Antwort: Alle Eltern, deren Lebensmittelpunkt in Österreich ist. Konkret heißt das, dass jemand zumindest die Hälfte des Jahres in Österreich leben muss. Grundsätzlich wird die Familienbeihilfe unabhängig von einem Beschäftigungsverhältnis gewährt. Allerdings: EWR-Staatsbürger müssen auch einen rechtmäßigen Aufenthalt nach dem Niederlassungs- und Aufenthaltsgesetz nachweisen, der wiederum eine Beschäftigung voraussetzt. Für Kinder in Drittstaaten gibt es keine Familienbeihilfe.

Frage: Muss Österreich EU-Bürgern die Familienbeihilfe in voller Höhe gewähren?

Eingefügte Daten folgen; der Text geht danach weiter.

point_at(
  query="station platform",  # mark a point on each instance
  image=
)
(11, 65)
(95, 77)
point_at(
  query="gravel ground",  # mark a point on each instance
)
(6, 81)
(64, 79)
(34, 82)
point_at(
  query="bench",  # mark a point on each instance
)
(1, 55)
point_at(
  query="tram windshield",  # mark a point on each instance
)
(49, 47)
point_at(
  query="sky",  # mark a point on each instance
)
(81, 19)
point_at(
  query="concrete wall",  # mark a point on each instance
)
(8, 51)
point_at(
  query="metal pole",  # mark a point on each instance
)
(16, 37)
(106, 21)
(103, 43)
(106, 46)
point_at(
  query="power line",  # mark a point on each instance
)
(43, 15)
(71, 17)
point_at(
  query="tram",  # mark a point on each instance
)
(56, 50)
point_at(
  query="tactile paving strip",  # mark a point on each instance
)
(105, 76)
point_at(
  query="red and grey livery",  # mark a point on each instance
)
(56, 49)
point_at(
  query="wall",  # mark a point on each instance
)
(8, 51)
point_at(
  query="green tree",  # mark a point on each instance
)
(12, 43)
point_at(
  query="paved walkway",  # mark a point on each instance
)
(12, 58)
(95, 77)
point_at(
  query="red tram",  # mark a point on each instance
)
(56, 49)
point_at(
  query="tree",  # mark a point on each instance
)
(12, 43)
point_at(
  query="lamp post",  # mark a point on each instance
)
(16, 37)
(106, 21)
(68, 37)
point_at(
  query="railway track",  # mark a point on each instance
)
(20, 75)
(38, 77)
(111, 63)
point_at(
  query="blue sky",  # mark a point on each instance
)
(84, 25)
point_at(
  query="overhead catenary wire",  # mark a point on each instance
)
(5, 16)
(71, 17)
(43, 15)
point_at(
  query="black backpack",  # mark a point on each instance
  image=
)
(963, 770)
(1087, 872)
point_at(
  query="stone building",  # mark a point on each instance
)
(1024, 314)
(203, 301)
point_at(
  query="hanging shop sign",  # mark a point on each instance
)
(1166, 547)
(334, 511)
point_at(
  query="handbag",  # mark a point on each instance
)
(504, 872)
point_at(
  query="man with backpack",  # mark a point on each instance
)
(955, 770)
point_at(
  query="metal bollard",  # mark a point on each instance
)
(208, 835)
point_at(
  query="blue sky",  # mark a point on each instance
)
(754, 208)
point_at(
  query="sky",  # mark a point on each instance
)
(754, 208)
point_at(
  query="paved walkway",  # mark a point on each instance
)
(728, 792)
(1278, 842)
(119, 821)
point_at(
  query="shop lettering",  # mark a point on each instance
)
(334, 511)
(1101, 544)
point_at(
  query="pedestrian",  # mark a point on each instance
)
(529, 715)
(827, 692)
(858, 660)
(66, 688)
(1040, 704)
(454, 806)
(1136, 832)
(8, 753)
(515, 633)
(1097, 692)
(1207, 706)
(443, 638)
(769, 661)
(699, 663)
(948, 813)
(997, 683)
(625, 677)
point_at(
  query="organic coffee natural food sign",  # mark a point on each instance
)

Antwort: Ja, das regelt die EU-Richtlinie 883/2004 "zur Koordinierung der Systeme der sozialen Sicherheit". Möchte man davon abgehen, müsste diese Richtlinie geändert werden, was Einstimmigkeit in Brüssel erfordern würde. Auf Drängen der Briten wurde dazu bereits eine Arbeitsgruppe eingerichtet, die im Herbst das erste Mal tagen soll, wie es im Familienressort heißt. Eine der Schwierigkeiten: Die Familienbeihilfe wird über den Familienlastenausgleichsfonds finanziert. In diesen zahlen Arbeitgeber 4,5 Prozent der Bruttolohnsumme ein – für jeden Arbeitnehmer, egal ob In- oder Ausländer. Man bräuchte also wohl ein neues Modell, um nicht gegen das Diskriminierungsverbot zu verstoßen.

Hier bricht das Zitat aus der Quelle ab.